AQAP was formed in 2009 as a "merger" between al-Qaeda's Yemeni and Saudi branches. The organisation is believed by US officials to have undertaken a series of bomb plots against US targets, including the foiled plan to bring down a Detroit-bound plane in 2009 using explosives hidden in a terrorist's underwear.

Reflecting the changed geographical risk pattern from al-Qaeda, US forces have redeployed themselves. For instance, the CIA has expanded its staff in Yemen, and also enhanced its air bases in the Gulf from which it can launch drone strikes into the country. 

Only last April, Washington launched a major drone attack which, according to the Yemeni government, killed at least two dozen militants. This is believed to have included foreign fighters in an al-Qaeda training camp in the remote mountainous area of Abyan.

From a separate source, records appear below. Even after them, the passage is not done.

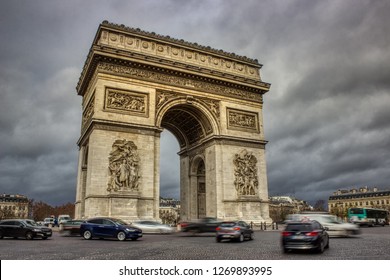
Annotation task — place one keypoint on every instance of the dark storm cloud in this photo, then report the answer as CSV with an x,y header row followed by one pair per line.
x,y
326,116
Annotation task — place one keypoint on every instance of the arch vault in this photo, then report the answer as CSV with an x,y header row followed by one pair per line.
x,y
135,84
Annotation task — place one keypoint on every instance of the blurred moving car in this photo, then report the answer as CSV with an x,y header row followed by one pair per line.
x,y
207,224
70,228
48,222
109,228
23,228
305,235
336,227
63,218
237,230
152,227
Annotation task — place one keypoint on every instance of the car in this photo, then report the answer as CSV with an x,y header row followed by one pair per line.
x,y
305,235
48,222
106,227
63,218
28,229
234,230
335,226
152,227
207,224
70,228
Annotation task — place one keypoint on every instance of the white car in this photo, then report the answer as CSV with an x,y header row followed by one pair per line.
x,y
152,227
336,227
63,219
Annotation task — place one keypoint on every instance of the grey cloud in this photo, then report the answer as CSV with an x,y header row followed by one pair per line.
x,y
326,116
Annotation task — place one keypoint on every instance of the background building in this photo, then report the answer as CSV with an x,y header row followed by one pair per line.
x,y
342,200
13,206
169,211
281,206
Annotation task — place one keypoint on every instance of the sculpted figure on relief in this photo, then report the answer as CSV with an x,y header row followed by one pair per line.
x,y
245,171
123,167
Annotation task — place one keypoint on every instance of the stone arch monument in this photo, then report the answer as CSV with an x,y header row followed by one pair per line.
x,y
135,84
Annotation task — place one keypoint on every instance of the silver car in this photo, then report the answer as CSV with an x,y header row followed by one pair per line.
x,y
152,227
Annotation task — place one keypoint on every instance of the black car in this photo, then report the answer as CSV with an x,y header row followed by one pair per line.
x,y
237,230
305,235
70,228
23,228
109,228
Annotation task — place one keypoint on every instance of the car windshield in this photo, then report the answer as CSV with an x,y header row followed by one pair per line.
x,y
230,224
31,222
299,227
119,222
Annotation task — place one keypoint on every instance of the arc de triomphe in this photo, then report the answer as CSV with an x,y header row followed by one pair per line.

Taken overall, while the central core of al-Qaeda has been diminished since bin Laden's demise, much of the wider terrorist network remains potent, including AQAP in Yemen. As world leaders have warned, dangers to international interests appear to be growing from threats fuelled by radicalised individuals returning from the Middle East with potentially greater terrorist resolve and capabilities.


Andrew Hammond is an associate at LSE IDEAS (the Centre for International Affairs, Diplomacy and Strategy) at the London School of Economics.